刑務所で行われるミュージカル公演を利用して脱獄を謀る囚人たちの物語。監督は「フル・モンティ」のピーター・カッタネオ。何気に監督作品第2作目。

この映画はチャンネル4の製作したもの。チャンネル4は、イギリスの民放なのだが、マイノリティに焦点を当てることが多く、社会の底辺にいる人々や、移民、ゲイなどを題材にとることの多いちょっと癖のある会社。代表作は「僕の国はパパの国」や「マイ・ビューティフル・ランドレッド」、「ウェルカムトゥサラエボ」など。以上かつて学部でとったイギリス映画の授業からの受け売りでした。

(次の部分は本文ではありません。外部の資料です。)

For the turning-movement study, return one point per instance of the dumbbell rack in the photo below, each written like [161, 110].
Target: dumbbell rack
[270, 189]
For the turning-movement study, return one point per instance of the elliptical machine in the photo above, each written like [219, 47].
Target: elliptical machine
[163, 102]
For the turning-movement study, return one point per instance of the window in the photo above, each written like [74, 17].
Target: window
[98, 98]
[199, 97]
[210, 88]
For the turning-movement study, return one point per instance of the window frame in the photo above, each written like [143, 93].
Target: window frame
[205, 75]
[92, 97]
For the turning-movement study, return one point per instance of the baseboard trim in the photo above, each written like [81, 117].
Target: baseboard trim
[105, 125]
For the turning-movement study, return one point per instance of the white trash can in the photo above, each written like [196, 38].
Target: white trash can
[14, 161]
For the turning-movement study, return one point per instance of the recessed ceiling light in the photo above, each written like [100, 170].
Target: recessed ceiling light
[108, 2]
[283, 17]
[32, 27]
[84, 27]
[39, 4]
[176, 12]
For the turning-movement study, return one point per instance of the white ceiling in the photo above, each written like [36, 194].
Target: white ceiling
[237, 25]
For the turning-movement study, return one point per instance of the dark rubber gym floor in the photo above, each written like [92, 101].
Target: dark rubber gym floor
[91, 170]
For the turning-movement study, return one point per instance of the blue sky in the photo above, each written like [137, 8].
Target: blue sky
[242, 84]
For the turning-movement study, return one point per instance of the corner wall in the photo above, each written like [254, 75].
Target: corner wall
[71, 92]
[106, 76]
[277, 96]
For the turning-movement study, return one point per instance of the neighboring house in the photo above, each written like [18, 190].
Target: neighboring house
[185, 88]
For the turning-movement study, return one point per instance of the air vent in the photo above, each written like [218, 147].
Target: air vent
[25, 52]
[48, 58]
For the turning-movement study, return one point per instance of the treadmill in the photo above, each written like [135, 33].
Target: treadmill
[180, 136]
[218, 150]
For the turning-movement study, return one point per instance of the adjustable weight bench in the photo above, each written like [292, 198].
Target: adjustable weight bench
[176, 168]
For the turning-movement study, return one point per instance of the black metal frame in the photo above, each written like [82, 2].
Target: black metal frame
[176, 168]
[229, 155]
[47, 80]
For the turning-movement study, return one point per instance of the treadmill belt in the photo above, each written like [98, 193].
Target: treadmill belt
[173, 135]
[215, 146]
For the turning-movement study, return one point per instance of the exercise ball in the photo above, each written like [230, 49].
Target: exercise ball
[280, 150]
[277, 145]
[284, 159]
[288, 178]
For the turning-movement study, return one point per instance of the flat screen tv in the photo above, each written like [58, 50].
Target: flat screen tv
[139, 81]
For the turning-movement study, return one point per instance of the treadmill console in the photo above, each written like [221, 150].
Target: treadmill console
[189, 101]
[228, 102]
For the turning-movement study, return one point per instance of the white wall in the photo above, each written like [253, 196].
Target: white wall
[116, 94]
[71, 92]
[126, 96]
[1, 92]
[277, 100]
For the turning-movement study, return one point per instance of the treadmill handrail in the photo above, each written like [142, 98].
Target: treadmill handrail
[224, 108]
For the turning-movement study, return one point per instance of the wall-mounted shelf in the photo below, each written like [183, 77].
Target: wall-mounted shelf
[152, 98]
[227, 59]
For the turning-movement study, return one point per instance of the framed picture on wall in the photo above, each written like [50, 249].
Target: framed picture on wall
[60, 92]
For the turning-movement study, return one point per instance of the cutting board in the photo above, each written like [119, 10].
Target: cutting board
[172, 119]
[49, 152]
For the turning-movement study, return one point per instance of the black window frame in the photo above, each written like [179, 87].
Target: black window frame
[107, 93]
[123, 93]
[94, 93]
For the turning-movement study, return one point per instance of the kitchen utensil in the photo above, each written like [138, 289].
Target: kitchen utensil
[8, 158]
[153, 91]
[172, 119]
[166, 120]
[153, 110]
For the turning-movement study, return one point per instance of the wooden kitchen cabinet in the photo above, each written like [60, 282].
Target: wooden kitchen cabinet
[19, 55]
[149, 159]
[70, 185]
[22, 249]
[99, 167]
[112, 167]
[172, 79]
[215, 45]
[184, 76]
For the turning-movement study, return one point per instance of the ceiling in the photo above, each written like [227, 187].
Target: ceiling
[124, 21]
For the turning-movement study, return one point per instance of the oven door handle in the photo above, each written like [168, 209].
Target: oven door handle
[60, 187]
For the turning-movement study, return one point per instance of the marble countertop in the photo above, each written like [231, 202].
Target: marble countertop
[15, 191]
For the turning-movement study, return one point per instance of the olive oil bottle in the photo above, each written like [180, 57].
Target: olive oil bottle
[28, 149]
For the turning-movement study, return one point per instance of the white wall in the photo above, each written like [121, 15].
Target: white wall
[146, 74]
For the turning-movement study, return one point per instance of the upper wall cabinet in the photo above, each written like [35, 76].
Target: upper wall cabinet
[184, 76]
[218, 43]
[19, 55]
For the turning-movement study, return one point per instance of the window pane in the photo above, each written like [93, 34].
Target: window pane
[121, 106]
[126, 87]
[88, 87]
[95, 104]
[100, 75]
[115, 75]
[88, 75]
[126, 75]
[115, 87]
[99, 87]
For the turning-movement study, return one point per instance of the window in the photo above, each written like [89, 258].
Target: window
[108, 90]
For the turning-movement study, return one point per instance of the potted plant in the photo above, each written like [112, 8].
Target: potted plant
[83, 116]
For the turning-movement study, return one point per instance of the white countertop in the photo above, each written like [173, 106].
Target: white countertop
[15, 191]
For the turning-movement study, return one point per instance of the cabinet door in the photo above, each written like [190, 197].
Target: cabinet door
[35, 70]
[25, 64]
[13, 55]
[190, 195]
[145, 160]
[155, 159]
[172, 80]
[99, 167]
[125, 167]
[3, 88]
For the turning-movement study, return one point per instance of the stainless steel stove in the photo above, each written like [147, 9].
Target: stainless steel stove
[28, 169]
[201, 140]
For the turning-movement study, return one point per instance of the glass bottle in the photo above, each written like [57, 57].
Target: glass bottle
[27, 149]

で、そんなフィルム4のテレビ部門出身の監督の大ヒット作「フルモンティ」に続く映画第2作目ということで昨年公開されたときにかなり見たかった映画。一応コメディというジャンルになっているのだが、ハリウッド系のどたばたコメディではなくあくまでシリアスに、そしてその妙なシリアスさの中にあるチグハグした感じがコメディになるという典型的なイギリス映画でした。

でもって、アメリカ映画と比べると囚人たちの生活がやけに自由なのが目に付く。私服だし、部屋の中にいろいろと個人の物品あるし、自由に廊下とか歩き回ってるし。なんかただの寮みたいな雰囲気。これがイギリスの牢獄の実際なのだろうか。

ミュージカルシーンなんかはもっと面白くつくれたんじゃないかと思うが、メインの脱獄シーンはそこそこの定石を踏んだ展開で楽しめました。エンドクレジットが終わったあとのおまけ映像がいい感じ。

監督はこの作品の方が思い入れがあるらしいですけど、「フルモンティ」のほうが好きかな。いろいろと真面目な人間心理を描こうと試みたシーンなんかもあったのだが、全体に消化不良感があったので。「フルモンティ」はコメディの中にヒューマンドラマ、社会問題などを上手く取り入れてるからね。